89

Sarah Tolmie

copyright ©Sarah Tolmie 2018

Tonight the fattened mermaids sing
To issue in the internet of things.
Let me tell you what you can do with that misnomer.
I sit here gloomily and think of Homer,

On the dimming beach, as drifts of trash
Clatter softly against my ankles,
The melancholy, long, withdrawing roar
Of everything a humanist holds dear.

Skyward the sad elite have all withdrawn,
To their electric world. They’ve pulled it on
Over the old like a transparent plastic glove.

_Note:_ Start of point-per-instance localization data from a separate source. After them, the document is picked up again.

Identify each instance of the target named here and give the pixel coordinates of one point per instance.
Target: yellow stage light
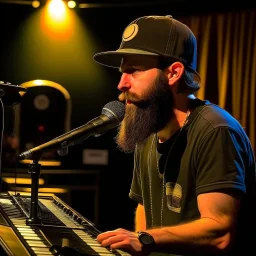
(71, 4)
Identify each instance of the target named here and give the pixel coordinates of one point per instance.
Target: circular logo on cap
(130, 32)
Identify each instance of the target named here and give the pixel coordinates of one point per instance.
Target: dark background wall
(26, 53)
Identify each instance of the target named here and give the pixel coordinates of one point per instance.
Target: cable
(1, 139)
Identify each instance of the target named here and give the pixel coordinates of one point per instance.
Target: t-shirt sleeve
(135, 190)
(220, 161)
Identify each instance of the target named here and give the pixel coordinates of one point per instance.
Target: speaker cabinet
(44, 113)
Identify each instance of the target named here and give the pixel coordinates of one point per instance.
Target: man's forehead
(140, 60)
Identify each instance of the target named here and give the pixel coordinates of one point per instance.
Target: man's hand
(124, 240)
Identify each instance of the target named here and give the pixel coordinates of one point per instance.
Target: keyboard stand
(34, 170)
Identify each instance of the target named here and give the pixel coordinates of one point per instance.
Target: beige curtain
(227, 62)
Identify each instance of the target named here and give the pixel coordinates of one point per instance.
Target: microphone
(111, 116)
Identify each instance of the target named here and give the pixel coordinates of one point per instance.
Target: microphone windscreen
(114, 109)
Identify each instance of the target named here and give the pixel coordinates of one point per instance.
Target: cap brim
(113, 58)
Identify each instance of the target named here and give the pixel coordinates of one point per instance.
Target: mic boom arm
(95, 127)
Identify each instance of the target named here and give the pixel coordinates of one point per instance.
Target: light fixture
(71, 4)
(35, 4)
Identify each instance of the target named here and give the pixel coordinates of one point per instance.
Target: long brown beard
(145, 116)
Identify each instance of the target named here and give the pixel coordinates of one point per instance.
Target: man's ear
(175, 71)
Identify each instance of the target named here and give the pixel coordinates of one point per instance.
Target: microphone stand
(34, 170)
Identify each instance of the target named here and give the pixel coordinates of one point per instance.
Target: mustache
(134, 99)
(126, 96)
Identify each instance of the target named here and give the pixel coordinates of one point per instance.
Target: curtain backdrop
(227, 62)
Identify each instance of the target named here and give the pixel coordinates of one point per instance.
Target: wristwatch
(146, 239)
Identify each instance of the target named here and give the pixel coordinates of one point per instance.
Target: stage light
(71, 4)
(35, 4)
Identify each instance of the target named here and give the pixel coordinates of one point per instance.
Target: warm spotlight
(71, 4)
(35, 4)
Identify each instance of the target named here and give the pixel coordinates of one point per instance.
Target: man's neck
(176, 123)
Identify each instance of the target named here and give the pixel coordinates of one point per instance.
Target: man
(194, 167)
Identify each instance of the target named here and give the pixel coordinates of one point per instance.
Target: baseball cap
(161, 36)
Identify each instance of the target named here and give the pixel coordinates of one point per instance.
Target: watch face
(145, 238)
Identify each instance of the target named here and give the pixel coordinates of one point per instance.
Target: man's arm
(140, 219)
(213, 232)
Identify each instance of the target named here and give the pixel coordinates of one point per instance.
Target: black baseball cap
(161, 36)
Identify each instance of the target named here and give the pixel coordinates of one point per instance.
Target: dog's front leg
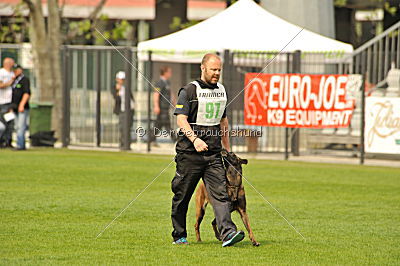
(245, 219)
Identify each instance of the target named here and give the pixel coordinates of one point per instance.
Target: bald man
(201, 117)
(6, 80)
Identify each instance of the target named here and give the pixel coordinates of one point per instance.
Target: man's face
(211, 70)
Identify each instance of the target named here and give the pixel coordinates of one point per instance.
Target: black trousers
(189, 169)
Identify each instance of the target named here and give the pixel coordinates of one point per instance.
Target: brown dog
(233, 166)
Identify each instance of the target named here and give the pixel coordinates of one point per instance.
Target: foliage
(16, 30)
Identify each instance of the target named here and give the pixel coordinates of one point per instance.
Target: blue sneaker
(181, 241)
(233, 238)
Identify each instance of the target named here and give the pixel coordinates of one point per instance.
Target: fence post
(227, 80)
(362, 139)
(149, 92)
(126, 130)
(295, 132)
(98, 99)
(66, 115)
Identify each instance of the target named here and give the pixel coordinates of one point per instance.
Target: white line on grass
(265, 67)
(133, 200)
(266, 200)
(134, 67)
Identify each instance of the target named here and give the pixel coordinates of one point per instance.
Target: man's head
(210, 68)
(8, 63)
(120, 77)
(166, 72)
(17, 69)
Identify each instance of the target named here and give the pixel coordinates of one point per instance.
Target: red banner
(297, 100)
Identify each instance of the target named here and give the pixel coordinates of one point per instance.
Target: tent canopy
(244, 26)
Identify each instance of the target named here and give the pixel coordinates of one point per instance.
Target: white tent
(244, 26)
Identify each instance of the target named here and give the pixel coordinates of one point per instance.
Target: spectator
(163, 100)
(21, 93)
(119, 107)
(6, 80)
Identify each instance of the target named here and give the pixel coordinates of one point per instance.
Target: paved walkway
(338, 158)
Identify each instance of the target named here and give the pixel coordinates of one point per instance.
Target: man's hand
(200, 145)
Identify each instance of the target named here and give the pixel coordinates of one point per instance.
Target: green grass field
(54, 203)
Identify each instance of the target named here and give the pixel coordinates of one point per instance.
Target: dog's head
(233, 165)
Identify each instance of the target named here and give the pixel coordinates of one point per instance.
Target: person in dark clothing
(118, 92)
(21, 92)
(162, 100)
(203, 125)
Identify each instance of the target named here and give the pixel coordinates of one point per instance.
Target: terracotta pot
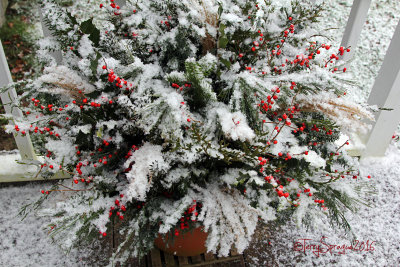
(187, 244)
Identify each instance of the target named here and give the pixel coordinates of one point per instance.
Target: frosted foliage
(345, 113)
(65, 80)
(234, 125)
(229, 219)
(147, 159)
(174, 111)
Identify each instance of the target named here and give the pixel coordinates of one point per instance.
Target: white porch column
(24, 143)
(355, 23)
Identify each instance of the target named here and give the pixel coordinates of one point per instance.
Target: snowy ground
(26, 243)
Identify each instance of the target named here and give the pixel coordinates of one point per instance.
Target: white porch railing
(385, 92)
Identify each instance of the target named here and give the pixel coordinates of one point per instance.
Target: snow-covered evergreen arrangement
(170, 115)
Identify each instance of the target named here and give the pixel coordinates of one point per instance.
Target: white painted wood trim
(24, 143)
(385, 94)
(355, 23)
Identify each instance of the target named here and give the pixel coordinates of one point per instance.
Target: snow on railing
(385, 93)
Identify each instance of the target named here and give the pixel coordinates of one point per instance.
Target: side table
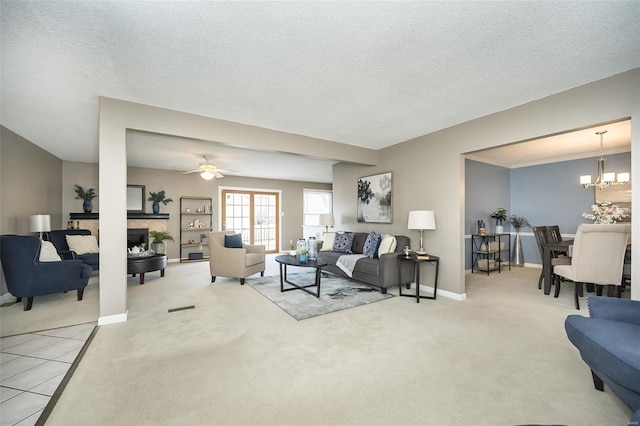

I hear them pinging dismally afar.
Here on the quiet earth that I still love,
Where the last humans are.

Copyright © Sarah Tolmie 2018

Notes on the Poem

In the 89th and final poem of The Art of Dying by Sarah Tolmie, shortlisted for the 2019 Griffin Poetry Prize, we are surprisingly and wonderfully moved when the perpetual cynic who has accompanied us through this collection suddenly becomes wistful. The Art of Dying is a compendium of incisive observations and witticisms on how death pervades all - and how, in the modern day, that includes news, television and social media. The fierce irreverence with which Tolmie tackles weighty subjects, from abortion to politics to aging and disease and more - and leavens it with well-placed pop culture references - is borne out in her feisty and lively presentation of her work at the 2019 shortlist readings. Take a look, just over there below the poem text. Tolmie has not diluted the impact of her themes just because she interjects humour - you know, even if we do suspect the mention of "Homer" in the first stanza could as likely be the Simpson patriarch as the author of epic works the Iliad and the Odyssey. In fact, another Griffin Poetry Prize shortlisted poet, Matthew Rohrer, defends perfectly her approach in his excellent 2004 essay "Serious Art That's Funny: Humor in Poetry". As he points out:
"But there's a kind of humor that is bigger than a giggle, bigger than a laugh. There's a kind of humor that is as serious as the most earnest exhortation to support the troops. I'm talking about satire and irony. Satire and irony make people laugh. But they're serious and multidimensional in a way that earnestness often just can't be, and to discount them is to be blind to the possibility of serious art that's funny."
and we think The Art of Dying is decidedly in that league. So beautifully, perhaps the greatest irony of all is that after putting it all so entertainingly through her satirical mill, Tolmie grows delicately, poignantly serious at the very end.